Right, exactly. You should be able to build with your homegrown fork of any arbitrary package you want without having to edit every package that depends on it to replace the URL.

Currently, deduplication is broken because the package-uniqueness system is broken. That has to be fixed.

Frizlab · January 26, 2021, 12:41pm

Reading all this thread, my understanding is there are two notions that are mixed up.

AFAICT there is the notion of package ID, and the notion of package source.
These must be, IMHO, totally independent, otherwise private forks and/or local package overrides would not be possible, or would be complex to setup.
The package ID should be defined inside the repository (currently we have the package name; we can say it’s its ID).
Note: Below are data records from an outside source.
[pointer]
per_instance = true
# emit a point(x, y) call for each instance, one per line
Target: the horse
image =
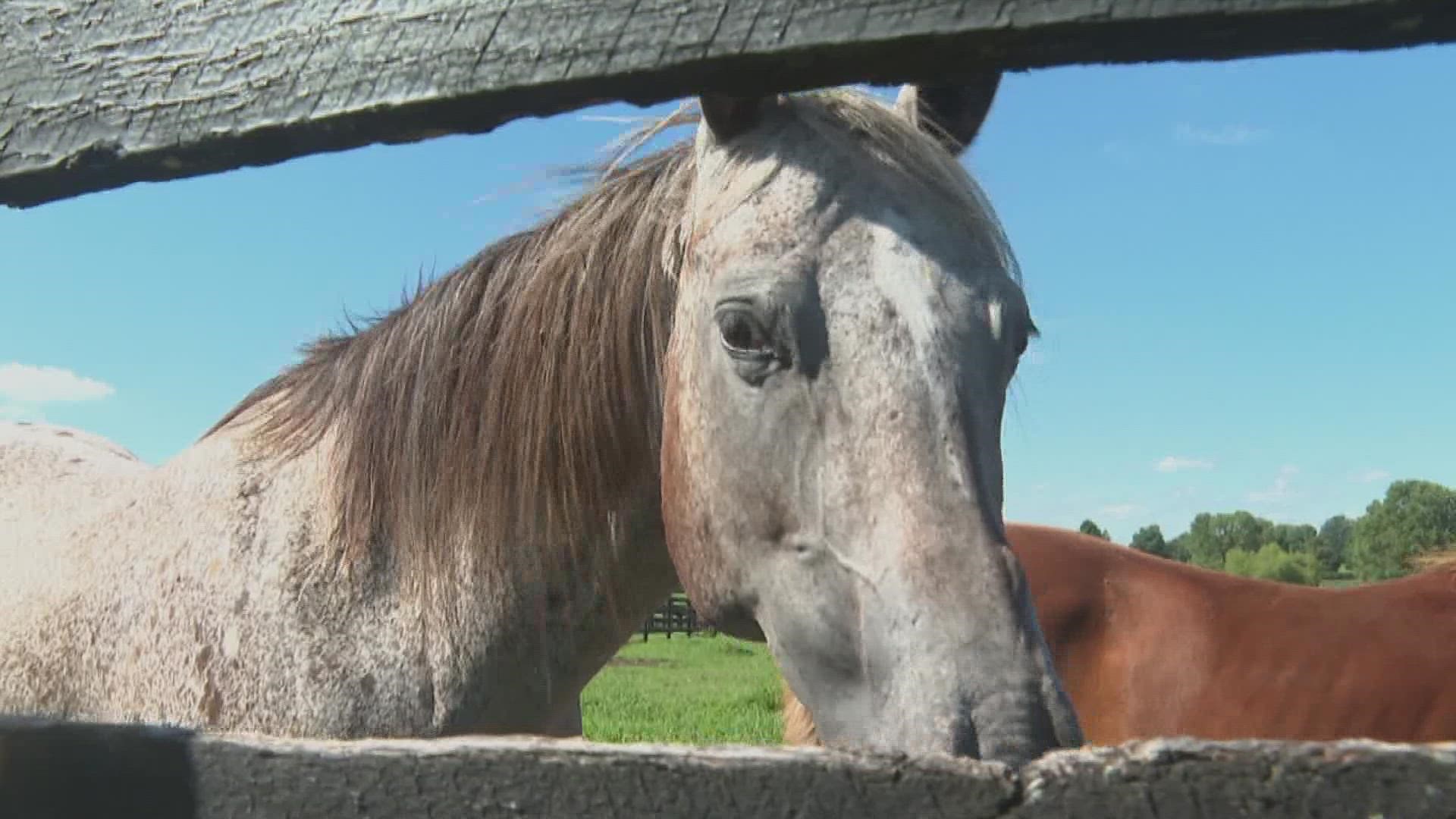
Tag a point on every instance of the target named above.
point(1150, 648)
point(769, 360)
To me the optimal solution would be to define a dependency to a package like so (based on @iabudiab proposition, also mentioned by @jechris):

/* Note the id here is totally arbitrary. I used a reverse-DNS identifier
 * because conflicts are close to non-existent w/ this, but the ID could be
 * any Swift string.
 * It **must** match the id at the given source though, and is not optional. */
.package(id: "com.apple.combine", source: "https://github.com/apple/combine")
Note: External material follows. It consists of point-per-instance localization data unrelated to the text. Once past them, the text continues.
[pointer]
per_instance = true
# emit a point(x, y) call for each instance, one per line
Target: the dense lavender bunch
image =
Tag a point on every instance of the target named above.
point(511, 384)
We can currently define a package dependency this way (using name instead of id), but name is optional.
It think the id in the package definition must not be optional, though redundant it seems, because 1/ it is the only way for the compiler to verify the package it got from the given source is the expected one and 2/ it is easier for the reader of the source code to get the id of the package directly from the Package.swift rather than follow the source of the package.

To retrieve the package, a local configuration could be applied to force using a specific package registry and/or proxies, or github could reply “I have a registry for this, you can use it”, and the client would use it or not depending on a local configuration (default would be to use it).
When the package is resolved using the determined source, the compiler would verify the retrieved package has indeed the expected ID. If it does not, compilation fails.

mattt · January 26, 2021, 1:19pm

I don't think that's necessary. Swift Package Manager doesn't currently make such a distinction, and yet forks and overrides still work.

What you're proposing here is essentially to make the name parameter (added by SE-0226) in dependency declarations mandatory. I think @tonyarnold has the best take on this:

For id to work, you need a centralized registry to coordinate who gets what identifiers, which we don't have. URIs provide the same uniqueness guarantees without requiring a central naming authority or any changes to package manifests.